Los mecanismos de intercambio entre el agua en el tubo y la superficie de la habitación

Los sistemas de radiación hidrónica son sistemas que funcionan con una diferencia de baja temperatura entre el agua y la habitación y, como tales, se definen comúnmente como sistemas de diferencia de baja temperatura. La energía térmica suministrada por el agua durante la fase de calentamiento puede liberarse en la habitación gracias a un mecanismo de intercambio de calor entre el agua caliente y la superficie interna de la superficie radiante, como el suelo, por ejemplo. El mismo principio se aplica al enfriamiento, pero en este caso la energía térmica es eliminada por el agua fría que circula en los tubos.

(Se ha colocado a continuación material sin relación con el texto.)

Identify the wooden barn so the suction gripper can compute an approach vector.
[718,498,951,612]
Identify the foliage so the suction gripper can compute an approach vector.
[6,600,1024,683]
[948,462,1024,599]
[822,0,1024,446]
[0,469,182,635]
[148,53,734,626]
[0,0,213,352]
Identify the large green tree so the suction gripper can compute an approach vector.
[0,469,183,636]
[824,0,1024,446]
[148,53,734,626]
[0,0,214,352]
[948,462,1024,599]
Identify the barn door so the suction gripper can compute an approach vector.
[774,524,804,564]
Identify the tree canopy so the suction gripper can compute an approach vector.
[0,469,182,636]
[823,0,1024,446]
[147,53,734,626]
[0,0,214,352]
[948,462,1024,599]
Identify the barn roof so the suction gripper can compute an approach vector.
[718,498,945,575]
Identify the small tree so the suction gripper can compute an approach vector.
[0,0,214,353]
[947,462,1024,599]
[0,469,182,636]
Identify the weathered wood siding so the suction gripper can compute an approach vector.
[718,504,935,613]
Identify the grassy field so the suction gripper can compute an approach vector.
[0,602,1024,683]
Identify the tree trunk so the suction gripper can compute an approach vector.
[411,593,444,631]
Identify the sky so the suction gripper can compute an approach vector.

Dado que el área de la superficie próxima al tubo se ve más afectada por la temperatura del agua, es evidente que cuanto más cerca estén los tubos (y por lo tanto, cuanto más estrecha sea la separación), mayor será la eficiencia del intercambio de calor.

Para que la energía térmica pueda transferirse fácilmente a la habitación, es esencial que el tubo esté en contacto completo con la capa conductora en la que se inserta, manteniendo las bolsas de aire, en el caso de sistemas secos, o el contacto con sistemas aislantes, para un mínimo. En los sistemas de piso, la capa conductora también tiene que realizar la función de soportar cualquier carga que se coloque en el piso. Por lo tanto, se utiliza una regla tradicional o autonivelante, o una placa de fibra de yeso de tamaño adecuado.

En ciertos casos, es posible insertar una lámina de material altamente conductor, como aluminio, en el área que separa el material sobre los tubos (como puede ser la regla) y la capa aislante debajo. Esto generalmente se hace si el tubo está instalado debajo de la capa de soporte.

Otro parámetro importante para determinar la eficiencia del sistema radiante es el material de recubrimiento. Si se elige una cubierta de madera -la madera es un aislante- en lugar de un material conductor como la cerámica, se requerirán temperaturas de flujo de agua más altas para lograr el mismo grado de confort térmico, lo que implicará suministrar más energía al agua. De manera similar, un piso de madera en verano requeriría temperaturas de flujo más bajas.

Finalmente, es importante no subestimar la conductividad del tubo como un factor. Cada vez más a menudo, los tubos de plástico se utilizan en sistemas radiantes. Garantizan la fiabilidad a largo plazo, son de bajo costo, no están sujetos a la corrosión y permiten versatilidad en la instalación. En comparación con los tubos de cobre o acero utilizados tradicionalmente en la industria de la calefacción doméstica, los tubos de plástico tienen un menor coeficiente de conductividad térmica, alrededor de 0.3 -0.4 W / (m K) para tubos de polietileno.